Mayor Rahm Emanuel took Chicago’s legitimate defense of the sanctuary city concept to court Monday, challenging the Trump administration’s effort to compel Chicago cops to cooperate with the feds on immigration investigations.
This fight has been building since President Donald Trump took office, issuing intemperate warnings of “bad hombres” and drawing excitable connections that do not exist between immigrant populations and crime problems in Chicago and elsewhere.

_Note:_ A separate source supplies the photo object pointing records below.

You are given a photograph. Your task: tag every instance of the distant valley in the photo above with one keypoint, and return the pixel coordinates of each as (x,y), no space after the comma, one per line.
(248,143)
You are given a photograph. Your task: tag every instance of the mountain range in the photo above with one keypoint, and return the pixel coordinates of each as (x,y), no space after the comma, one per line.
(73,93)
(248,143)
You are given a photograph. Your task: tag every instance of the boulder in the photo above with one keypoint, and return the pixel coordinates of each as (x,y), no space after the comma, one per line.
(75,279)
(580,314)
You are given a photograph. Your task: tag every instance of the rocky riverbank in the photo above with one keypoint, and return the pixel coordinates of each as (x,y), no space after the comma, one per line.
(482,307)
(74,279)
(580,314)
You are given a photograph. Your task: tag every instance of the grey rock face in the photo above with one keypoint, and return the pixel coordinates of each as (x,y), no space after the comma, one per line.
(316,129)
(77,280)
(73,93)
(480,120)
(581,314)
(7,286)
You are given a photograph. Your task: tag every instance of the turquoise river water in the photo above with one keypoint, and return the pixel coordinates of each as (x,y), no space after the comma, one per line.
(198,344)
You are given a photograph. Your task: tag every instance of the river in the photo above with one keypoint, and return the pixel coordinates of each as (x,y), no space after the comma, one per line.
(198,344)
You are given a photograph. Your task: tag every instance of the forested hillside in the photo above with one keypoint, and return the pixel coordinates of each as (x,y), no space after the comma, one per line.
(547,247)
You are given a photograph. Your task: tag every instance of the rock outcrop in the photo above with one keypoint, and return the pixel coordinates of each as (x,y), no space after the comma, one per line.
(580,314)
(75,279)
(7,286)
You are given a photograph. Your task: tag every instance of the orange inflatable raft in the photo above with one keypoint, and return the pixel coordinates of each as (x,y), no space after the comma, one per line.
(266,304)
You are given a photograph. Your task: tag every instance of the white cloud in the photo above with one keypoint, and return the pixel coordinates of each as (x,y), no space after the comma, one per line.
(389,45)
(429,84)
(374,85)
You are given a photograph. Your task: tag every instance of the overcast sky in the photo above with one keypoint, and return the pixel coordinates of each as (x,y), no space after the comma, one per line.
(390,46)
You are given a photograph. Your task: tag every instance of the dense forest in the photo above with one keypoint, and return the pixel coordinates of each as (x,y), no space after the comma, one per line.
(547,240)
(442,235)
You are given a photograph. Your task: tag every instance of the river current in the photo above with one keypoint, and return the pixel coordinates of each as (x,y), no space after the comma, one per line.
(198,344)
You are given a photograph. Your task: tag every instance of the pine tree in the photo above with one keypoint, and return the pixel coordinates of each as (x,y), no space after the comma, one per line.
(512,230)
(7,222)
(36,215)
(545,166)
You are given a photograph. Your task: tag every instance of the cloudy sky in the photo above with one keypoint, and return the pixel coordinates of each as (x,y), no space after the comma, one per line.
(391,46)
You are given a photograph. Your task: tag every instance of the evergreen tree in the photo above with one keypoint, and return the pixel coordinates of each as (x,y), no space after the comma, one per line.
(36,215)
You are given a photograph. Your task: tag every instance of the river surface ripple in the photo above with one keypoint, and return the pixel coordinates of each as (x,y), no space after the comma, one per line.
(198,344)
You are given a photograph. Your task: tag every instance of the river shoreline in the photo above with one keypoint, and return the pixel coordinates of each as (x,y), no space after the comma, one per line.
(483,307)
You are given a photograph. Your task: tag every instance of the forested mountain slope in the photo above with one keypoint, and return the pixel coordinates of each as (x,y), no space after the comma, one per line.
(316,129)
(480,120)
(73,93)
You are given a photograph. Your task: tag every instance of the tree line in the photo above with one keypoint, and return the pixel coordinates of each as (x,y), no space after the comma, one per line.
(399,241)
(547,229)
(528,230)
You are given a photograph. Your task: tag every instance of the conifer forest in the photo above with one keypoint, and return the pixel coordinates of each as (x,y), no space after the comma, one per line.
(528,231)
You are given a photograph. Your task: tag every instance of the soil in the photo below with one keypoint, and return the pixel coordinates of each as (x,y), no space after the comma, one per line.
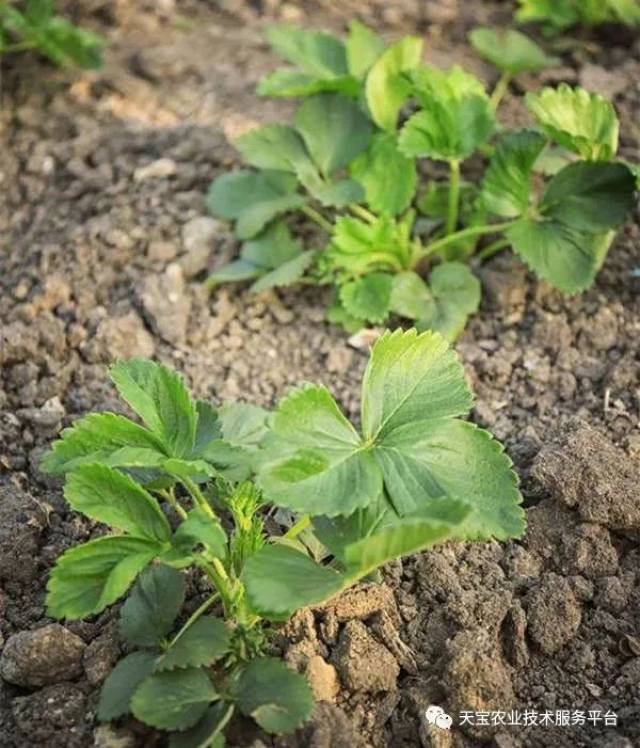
(105,246)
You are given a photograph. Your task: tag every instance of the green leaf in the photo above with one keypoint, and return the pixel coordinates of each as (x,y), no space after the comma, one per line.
(174,699)
(200,528)
(411,378)
(456,118)
(506,187)
(410,296)
(203,643)
(337,194)
(388,176)
(279,699)
(439,520)
(253,199)
(334,130)
(324,469)
(121,682)
(456,295)
(314,52)
(577,120)
(208,731)
(387,88)
(291,83)
(95,438)
(159,396)
(591,197)
(275,147)
(363,48)
(368,297)
(153,605)
(91,576)
(510,51)
(106,495)
(563,256)
(432,459)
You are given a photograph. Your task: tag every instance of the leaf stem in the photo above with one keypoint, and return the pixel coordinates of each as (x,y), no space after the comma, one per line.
(468,233)
(454,196)
(298,527)
(493,248)
(194,617)
(363,213)
(197,495)
(500,90)
(317,217)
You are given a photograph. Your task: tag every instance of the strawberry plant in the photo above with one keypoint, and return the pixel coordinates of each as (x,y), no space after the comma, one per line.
(557,16)
(34,25)
(351,162)
(190,487)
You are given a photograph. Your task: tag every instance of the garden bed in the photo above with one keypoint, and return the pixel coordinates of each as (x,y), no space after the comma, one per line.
(106,241)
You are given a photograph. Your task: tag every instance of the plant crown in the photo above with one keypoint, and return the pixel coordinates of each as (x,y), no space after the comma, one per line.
(189,488)
(349,161)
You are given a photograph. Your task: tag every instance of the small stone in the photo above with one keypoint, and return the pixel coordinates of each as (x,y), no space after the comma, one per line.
(554,614)
(166,304)
(161,251)
(159,169)
(47,655)
(362,662)
(126,336)
(322,678)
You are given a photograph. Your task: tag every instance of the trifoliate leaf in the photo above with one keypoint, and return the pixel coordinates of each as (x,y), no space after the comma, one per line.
(314,52)
(324,469)
(173,700)
(254,199)
(506,187)
(275,147)
(107,495)
(456,118)
(387,88)
(203,643)
(456,296)
(439,520)
(279,699)
(160,397)
(388,176)
(91,576)
(121,682)
(411,378)
(368,297)
(577,120)
(201,529)
(208,731)
(279,580)
(565,257)
(592,197)
(153,605)
(410,296)
(95,438)
(510,51)
(291,83)
(334,130)
(363,48)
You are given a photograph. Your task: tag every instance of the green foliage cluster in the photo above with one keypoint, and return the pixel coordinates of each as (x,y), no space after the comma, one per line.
(34,25)
(557,16)
(189,487)
(370,113)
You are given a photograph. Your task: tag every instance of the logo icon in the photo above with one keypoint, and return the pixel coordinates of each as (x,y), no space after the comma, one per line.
(436,715)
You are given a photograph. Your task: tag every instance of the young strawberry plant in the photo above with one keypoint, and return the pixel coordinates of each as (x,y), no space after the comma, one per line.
(350,162)
(190,486)
(34,25)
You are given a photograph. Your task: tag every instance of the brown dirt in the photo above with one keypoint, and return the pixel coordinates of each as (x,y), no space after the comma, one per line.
(101,185)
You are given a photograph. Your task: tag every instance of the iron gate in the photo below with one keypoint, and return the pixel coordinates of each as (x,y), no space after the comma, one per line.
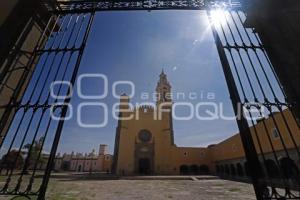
(253,85)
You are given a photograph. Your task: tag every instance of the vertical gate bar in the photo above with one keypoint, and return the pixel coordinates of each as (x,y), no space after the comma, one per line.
(250,152)
(58,132)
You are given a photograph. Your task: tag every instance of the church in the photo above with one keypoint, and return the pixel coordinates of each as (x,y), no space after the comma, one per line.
(144,143)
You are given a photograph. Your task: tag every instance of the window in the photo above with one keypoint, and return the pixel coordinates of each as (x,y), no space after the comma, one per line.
(275,133)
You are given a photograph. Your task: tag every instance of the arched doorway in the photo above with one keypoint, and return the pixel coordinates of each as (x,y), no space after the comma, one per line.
(232,170)
(289,168)
(204,169)
(184,169)
(272,169)
(79,169)
(240,171)
(194,169)
(144,166)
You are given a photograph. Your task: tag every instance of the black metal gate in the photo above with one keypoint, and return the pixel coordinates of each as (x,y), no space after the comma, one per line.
(27,156)
(253,85)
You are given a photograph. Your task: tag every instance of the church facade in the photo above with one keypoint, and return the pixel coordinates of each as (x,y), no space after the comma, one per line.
(144,143)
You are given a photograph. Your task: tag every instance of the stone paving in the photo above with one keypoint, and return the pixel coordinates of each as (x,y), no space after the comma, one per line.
(83,187)
(202,189)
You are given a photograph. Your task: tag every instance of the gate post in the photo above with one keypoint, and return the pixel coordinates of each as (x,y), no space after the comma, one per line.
(251,155)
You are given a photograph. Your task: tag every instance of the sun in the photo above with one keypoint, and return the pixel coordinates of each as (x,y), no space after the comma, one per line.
(218,17)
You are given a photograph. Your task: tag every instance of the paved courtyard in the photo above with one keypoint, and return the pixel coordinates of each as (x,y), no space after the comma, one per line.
(148,190)
(82,187)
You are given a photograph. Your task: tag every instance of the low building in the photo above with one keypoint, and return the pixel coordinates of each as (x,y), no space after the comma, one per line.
(79,162)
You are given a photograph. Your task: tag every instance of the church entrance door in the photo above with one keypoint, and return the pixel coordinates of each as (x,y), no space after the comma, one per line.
(144,166)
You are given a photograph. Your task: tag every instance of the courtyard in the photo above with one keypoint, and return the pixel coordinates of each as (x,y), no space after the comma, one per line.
(148,189)
(85,187)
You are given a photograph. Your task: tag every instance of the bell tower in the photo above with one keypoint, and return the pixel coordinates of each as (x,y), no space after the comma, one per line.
(163,89)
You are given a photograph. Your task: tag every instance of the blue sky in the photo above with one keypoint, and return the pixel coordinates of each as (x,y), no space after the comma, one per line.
(136,46)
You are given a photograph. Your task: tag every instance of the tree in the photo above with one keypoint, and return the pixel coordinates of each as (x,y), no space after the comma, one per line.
(35,154)
(12,160)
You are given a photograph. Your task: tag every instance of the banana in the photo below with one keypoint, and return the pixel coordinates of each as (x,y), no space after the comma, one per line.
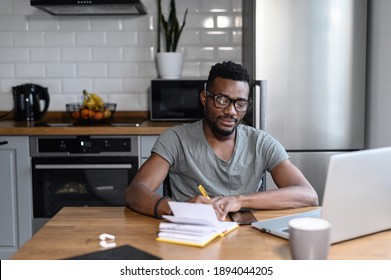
(98,100)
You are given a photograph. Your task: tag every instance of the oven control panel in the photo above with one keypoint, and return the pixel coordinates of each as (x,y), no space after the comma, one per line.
(76,145)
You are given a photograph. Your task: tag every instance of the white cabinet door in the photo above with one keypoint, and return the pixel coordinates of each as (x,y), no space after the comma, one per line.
(15,194)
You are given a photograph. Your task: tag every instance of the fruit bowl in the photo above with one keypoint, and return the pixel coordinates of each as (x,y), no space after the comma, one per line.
(84,114)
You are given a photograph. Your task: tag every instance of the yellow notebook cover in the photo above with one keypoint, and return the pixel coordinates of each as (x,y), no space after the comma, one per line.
(193,224)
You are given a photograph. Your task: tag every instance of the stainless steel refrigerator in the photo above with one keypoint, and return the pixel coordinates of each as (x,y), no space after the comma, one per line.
(307,58)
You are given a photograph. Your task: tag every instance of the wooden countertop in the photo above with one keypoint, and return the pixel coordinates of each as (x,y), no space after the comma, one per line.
(57,119)
(75,231)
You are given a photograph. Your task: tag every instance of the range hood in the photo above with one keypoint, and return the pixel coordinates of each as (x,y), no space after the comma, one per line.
(90,7)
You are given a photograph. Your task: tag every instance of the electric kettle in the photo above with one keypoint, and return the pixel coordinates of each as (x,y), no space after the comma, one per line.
(27,102)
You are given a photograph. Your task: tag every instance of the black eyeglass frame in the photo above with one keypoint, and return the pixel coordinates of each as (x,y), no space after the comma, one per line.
(218,105)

We’d like to think that the sooner the sanctuary city sideshow is cast aside by the courts, the sooner Congress might take up the substantive issue of immigration reform, which would bring millions of people out of the shadows. But we’re not in the business of handicapping the courts, or Congress. All we can do is hope logic prevails, and the Trump administration is forced to abandon this immigration stunt because it’s not a recipe for making Chicago safer.
The city’s lawsuit, filed Monday in U.S. District Court in Chicago, challenges the Justice Department‘s attempt to, in effect, deputize the Chicago Police Department as part-time U.S. Immigration and Customs Enforcement agents. Attorney General Jeff Sessions wants police to identify and hold onto anyone they come across who appears to be in the country without permission, until ICE can investigate. When we say Sessions “wants” Chicago’s help, actually he’d be requiring cooperation in exchange for financial assistance. Unless the city agrees, the Justice Department says it will withhold federal grant money that can be used for a broad array of local crime prevention programs.
That money comes from the Edward Byrne Memorial Justice Assistance Grant Program, a longstanding federal initiative created by Congress to support law enforcement. Chicago has used annual Byrne money for things like new police vehicles and community policing outreach. This year the city plans to apply for $3.2 million, but the Trump administration has changed the rules. To get the money, the Justice Department will now require the city to share information on the immigration status of arrestees and hold those people for 48 hours to give immigration officials a chance to intervene. As part of the new arrangement, the feds would be given unlimited access to local police stations and other law enforcement facilities for interrogation.